Link source i D link target ID
1 2,3, 4, 5, 7
2 1
3 1,2
4 2,3,5
5 1,3,4,6
6 1,5
7 5
The adjacency row of the link relationship represented in this adjacency list is the 7x7 of the following columns. A row of only elements 0 and 1-bit graphs (bitmap matrix). Landscape view of line I indicates the file ID from the file I forward link.

A = [
0, 1, 1, 1, 1, 0, 1;
1, 0, 0, 0, 0, 0, 0;
1, 1, 0, 0, 0, 0, 0;
0, 1, 1, 0, 1, 0, 0;
1, 0, 1, 1, 0, 1, 0;
1, 0, 0, 0, 1, 0, 0;
0, 0, 0, 0, 1, 0, 0;
]
The PageRank of the passage probability ranks M, which is obtained after the inversion of A is inverted by dividing the values by their respective non 0 elements. The following is the 7x7 of the square. Landscape view of the non-0 elements in line I indicates a file ID (the reverse link source for file i) that points to the file I link. Note that the sum of the values of each column is 1 (full probability).

M = [
0, 1, 1/2, 0, 1/4, 1/2, 0;
1/5, 0, 1/2, 1/3, 0, 0, 0;
1/5, 0, 0, 1/3, 1/4, 0, 0;
1/5, 0, 0, 0, 1/4, 0, 0;
1/5, 0, 0, 1/3, 0, 1/2, 1;
0, 0, 0, 0, 1/4, 0, 0;
1/5, 0, 0, 0, 0, 0, 0;
]
Represents the PageRank vector r (queue for the number of levels of each page), the relationship between r = CMR (c is quantitative). In this case, R corresponds to the intrinsic vector in the linear algebra, and C corresponds to the reciprocal of the corresponding characteristic value. In order to get R, it is OK to decompose this square row M as an attribute value.

There are various numerical methods in the decomposition of the characteristic values, but this article will not be here to elaborate on the various ways to read an appropriate textbook (there must have been a textbook buried in your summer vacation). In this case, we will use the summary GNU Octave to actually compute the attribute value and the intrinsic vector.

(* Note) The GNU Octave is a programming language that supports numerical computing, similar to the descriptive and excellent MATLAB. The extended processing language is more suitable for row and column calculus, but it is basically similar to the language wind in C, so it is very readable. Of course, besides Octave MATLAB and Scilab are also very good language, but according to the GPL, Octave is the easiest to get.

Related Article

Contact Us

The content source of this page is from Internet, which doesn't represent Alibaba Cloud's opinion; products and services mentioned on that page don't have any relationship with Alibaba Cloud. If the content of the page makes you feel confusing, please write us an email, we will handle the problem within 5 days after receiving your email.
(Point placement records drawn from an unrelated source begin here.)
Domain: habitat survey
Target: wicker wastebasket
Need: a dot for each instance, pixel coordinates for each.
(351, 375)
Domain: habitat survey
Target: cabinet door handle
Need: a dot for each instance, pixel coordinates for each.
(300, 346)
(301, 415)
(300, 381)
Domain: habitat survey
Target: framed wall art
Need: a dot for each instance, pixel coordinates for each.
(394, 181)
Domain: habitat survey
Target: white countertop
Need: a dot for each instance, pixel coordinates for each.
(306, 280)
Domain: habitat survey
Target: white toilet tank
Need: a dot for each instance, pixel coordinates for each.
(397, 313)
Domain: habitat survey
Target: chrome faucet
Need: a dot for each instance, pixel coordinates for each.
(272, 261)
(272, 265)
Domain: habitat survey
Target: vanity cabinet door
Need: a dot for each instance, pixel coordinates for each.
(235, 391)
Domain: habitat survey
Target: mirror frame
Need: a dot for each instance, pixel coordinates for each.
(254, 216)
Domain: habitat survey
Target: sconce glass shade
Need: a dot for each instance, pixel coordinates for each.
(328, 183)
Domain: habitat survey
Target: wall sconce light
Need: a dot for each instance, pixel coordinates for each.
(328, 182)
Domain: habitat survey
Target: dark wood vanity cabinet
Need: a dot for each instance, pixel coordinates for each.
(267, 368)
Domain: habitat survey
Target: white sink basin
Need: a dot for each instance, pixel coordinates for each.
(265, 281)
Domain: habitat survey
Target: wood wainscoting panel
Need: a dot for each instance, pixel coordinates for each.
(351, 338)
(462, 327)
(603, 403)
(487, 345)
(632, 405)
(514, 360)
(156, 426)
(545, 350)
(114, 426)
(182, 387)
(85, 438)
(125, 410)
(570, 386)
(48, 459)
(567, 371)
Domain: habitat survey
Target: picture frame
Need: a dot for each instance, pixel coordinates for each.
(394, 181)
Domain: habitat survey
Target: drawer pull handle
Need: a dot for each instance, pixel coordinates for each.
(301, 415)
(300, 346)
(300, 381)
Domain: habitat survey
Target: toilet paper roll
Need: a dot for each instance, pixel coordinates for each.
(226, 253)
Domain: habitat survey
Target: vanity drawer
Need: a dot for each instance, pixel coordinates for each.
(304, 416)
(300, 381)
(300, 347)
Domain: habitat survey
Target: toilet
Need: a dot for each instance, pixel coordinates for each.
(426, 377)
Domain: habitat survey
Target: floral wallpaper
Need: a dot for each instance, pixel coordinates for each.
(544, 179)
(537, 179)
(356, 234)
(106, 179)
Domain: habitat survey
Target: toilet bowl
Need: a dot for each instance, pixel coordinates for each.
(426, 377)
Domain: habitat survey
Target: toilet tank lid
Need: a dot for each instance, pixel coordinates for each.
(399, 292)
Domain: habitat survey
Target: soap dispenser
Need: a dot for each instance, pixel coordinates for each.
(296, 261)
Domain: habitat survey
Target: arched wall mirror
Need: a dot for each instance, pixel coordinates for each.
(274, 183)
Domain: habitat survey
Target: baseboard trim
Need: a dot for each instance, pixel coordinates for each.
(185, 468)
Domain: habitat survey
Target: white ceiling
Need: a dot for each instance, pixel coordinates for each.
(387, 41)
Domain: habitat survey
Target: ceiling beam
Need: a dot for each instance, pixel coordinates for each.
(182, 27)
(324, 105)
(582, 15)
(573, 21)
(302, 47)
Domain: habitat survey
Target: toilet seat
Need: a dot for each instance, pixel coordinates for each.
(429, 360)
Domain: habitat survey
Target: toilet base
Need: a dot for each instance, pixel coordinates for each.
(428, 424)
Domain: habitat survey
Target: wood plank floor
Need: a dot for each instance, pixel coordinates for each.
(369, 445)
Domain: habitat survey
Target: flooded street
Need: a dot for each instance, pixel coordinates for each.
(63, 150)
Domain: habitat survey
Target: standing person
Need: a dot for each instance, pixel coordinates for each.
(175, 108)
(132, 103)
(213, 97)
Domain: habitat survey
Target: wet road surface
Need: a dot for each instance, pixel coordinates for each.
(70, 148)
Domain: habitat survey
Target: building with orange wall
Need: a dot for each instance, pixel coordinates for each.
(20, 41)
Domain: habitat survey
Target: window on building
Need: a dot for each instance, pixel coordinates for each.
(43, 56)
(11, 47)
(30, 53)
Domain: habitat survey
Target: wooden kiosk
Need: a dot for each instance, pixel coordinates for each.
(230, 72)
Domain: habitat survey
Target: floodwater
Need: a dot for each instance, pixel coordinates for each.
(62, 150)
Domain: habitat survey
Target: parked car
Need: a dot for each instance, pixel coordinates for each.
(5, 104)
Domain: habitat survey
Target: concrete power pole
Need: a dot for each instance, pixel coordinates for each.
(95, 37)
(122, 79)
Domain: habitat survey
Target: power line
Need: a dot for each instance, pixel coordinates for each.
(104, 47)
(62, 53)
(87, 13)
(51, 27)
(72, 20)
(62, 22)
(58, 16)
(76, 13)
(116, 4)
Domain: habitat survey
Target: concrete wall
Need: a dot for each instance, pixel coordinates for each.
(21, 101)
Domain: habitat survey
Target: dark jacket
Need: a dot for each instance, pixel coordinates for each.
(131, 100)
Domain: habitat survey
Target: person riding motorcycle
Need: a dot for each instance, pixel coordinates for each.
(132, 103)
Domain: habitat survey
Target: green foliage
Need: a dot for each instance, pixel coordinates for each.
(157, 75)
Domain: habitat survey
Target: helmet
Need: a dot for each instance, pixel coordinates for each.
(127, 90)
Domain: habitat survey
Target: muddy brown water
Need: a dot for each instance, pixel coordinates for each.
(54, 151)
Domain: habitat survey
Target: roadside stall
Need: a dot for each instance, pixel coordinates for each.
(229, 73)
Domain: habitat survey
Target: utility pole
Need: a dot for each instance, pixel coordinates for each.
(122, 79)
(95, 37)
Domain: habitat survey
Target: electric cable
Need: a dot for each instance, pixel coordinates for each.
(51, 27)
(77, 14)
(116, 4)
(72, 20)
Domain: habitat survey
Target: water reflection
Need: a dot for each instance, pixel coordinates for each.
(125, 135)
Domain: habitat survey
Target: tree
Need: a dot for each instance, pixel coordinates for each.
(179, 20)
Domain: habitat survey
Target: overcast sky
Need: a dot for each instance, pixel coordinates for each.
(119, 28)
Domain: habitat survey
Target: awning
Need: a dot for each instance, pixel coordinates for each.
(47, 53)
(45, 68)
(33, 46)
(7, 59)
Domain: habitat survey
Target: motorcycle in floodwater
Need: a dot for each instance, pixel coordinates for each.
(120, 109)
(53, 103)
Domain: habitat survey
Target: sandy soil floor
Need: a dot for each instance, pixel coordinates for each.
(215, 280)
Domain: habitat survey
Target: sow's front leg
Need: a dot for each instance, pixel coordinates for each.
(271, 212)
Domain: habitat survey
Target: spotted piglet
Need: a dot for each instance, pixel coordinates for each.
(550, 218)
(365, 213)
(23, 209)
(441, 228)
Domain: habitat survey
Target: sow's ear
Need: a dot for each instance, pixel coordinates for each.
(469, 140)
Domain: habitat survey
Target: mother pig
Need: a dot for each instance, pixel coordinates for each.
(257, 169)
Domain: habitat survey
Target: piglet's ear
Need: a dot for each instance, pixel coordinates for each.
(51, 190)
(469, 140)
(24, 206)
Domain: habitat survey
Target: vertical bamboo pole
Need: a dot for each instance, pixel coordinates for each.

If you find any instances of plagiarism from the community, please send an email to: info-contact@alibabacloud.com and provide relevant evidence. A staff member will contact you within 5 working days.

A Free Trial That Lets You Build Big!

Start building with 50+ products and up to 12 months usage for Elastic Compute Service

  • Sales Support

    1 on 1 presale consultation

  • After-Sales Support

    24/7 Technical Support 6 Free Tickets per Quarter Faster Response

  • Alibaba Cloud offers highly flexible support services tailored to meet your exact needs.